The American Hockey League (AHL), a minor professional league that largely acts as a development league for the NHL, stated that it would allow its players to be loaned to national teams for the duration of the Olympics, although like the NHL, there would not be a break in the season for the Games. CBC Sports reported that AHL players under two-way contracts with NHL affiliates would still be prohibited from attending, but deputy commissioner Bill Daly initially denied the claim. Two weeks later, Daly reversed his position and confirmed that AHL players on two-way contracts would in fact be prohibited from the Olympics.

In July, American television company NBC Sports announced that it would not air any NHL games during the Winter Olympics on any of its national networks. However, in January they added three NHL noon games on NBC.

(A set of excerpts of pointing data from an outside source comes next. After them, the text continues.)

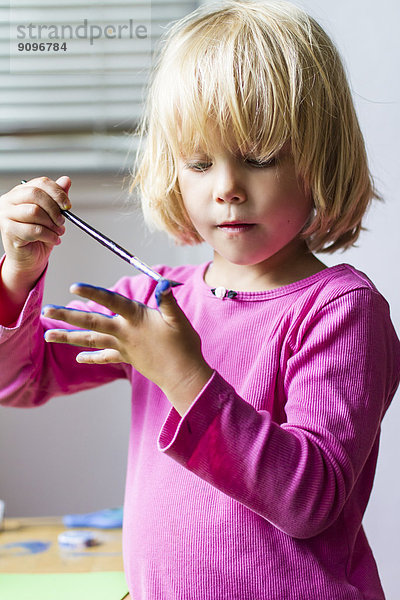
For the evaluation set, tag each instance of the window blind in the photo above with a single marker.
(72, 80)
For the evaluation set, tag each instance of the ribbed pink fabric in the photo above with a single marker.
(258, 492)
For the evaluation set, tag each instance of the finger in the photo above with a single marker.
(46, 193)
(115, 302)
(80, 338)
(22, 234)
(88, 320)
(100, 357)
(169, 308)
(33, 214)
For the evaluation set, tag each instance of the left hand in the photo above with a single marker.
(161, 344)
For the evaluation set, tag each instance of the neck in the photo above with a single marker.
(283, 268)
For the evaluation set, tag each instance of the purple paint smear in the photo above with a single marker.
(29, 547)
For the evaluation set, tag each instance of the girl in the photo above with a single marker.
(259, 385)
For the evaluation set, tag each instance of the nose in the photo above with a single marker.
(229, 184)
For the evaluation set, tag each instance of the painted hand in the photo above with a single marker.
(160, 344)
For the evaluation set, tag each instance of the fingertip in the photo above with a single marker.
(163, 287)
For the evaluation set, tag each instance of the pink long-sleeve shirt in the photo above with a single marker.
(258, 492)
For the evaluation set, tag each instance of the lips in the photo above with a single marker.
(235, 226)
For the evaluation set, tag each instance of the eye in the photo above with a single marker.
(198, 166)
(259, 163)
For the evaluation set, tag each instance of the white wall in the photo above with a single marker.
(366, 33)
(70, 454)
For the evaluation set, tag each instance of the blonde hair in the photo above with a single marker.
(265, 73)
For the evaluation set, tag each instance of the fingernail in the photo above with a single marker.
(163, 287)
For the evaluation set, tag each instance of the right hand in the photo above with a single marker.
(31, 224)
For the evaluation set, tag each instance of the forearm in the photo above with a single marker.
(282, 475)
(14, 290)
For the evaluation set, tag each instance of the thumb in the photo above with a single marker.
(166, 302)
(64, 182)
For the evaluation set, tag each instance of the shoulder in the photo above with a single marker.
(344, 286)
(141, 287)
(341, 301)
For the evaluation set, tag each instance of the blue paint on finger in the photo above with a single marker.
(162, 287)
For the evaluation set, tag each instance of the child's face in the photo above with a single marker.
(248, 212)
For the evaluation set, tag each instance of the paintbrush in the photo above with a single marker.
(113, 246)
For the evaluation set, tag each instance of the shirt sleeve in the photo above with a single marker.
(339, 377)
(32, 370)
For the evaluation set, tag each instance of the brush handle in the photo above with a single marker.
(113, 246)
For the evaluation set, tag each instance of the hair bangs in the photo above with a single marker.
(220, 89)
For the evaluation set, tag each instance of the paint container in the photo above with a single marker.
(77, 539)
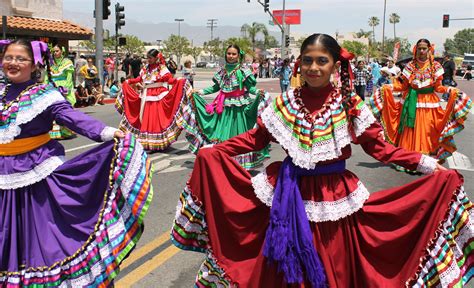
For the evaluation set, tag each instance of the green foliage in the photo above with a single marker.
(176, 45)
(214, 47)
(462, 42)
(359, 49)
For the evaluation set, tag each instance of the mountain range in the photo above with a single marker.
(151, 32)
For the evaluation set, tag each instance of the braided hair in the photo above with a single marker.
(46, 58)
(334, 49)
(430, 57)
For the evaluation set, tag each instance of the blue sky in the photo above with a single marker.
(419, 18)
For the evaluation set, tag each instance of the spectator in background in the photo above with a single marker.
(90, 73)
(81, 62)
(126, 64)
(188, 72)
(114, 89)
(284, 73)
(384, 77)
(361, 77)
(135, 66)
(394, 70)
(172, 66)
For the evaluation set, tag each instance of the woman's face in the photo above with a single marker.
(17, 64)
(316, 66)
(57, 53)
(151, 59)
(422, 50)
(232, 55)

In contrast to the NHL, the vast majority of European leagues did include an Olympic break in their 2017–18 season: Russia-based KHL had a 33-day break; Sweden-based SHL took a 14-day break; Switzerland-based NL took 25 days; German-based DEL included a 26-day break; Czech Republic–based Extraliga took 18 days; and Slovakia-based Tipsport liga's break lasted for 14 days. Conversely, Finland-based SM-liiga did not accommodate a break, but allowed its top players to leave the clubs and participate in the Olympic Games.

==Women's tournament==

The women's tournament ran from 10 to 22 February with eight nations competing. The format was the same as 2014. The top 4 seeded teams played in group A and the next four in group B. The top two seeds from group A received a bye from the quarterfinal round. The bottom two group A teams played the top two group B teams in the quarterfinal round. The winner of these two games played the top two group A teams in the semifinal round. The winners of the semifinal round played for the gold medal and the losers played for the bronze.

===Qualification===

Qualification was determined by the IIHF World Ranking following the 2016 IIHF Women's World Championship. The top five teams in the World Ranking received automatic berths into the Olympics. South Korea gained direct entry by being host and all other teams competed to qualify for the remaining two spots.

== Attendance ==
The 2018 Winter Olympic Ice hockey tournament saw a total of 223,892 spectators. The Men's tournament, specifically, had a total of 138,327 spectators across the 30 game event, and the Women's tournament had 85,565 spectators across the 22 game event. The tournaments were played in two locations, the Gangneung Hockey Centre, and the Kwandong Hockey Centre. The Gangneug Hockey Centre has a maximum capacity of 10,000 spectators. The Kwandong Hockey Centre has a maximum capacity of 6,000 spectators.

At the 2018 Pyeongchang Winter Olympics, ice hockey tournament, there was an average attendance of 4,610 spectators for the men's tournament, and 3,889 spectators for the women's tournament. The top four teams with the highest attendance for the men's tournament were, respectively, Korea, the Czech Republic, Slovakia, and the United States. For the women's tournament, the most attended games were, respectively, the United States, Korea, Finland, and Canada.

==Participating nations==
A total of 496 athletes from 14 nations (including the IOC's designation of Olympic Athletes from Russia) were scheduled to participate (the numbers of athletes are shown in parentheses). The IOC initially admitted 13 men's or women's teams to compete. Later, North Korean athletes were rostered to participate in the women's tournament alongside South Korean athletes in a combined women's Korean team. Men's rosters can be made up of 25 players, while women's rosters can consist of up to 23. The Czech, German, Norwegian, Slovakian, and Slovenian teams entered only the men's competition, while the Japanese team alone entered only the women's competition. All other teams played in both tournaments.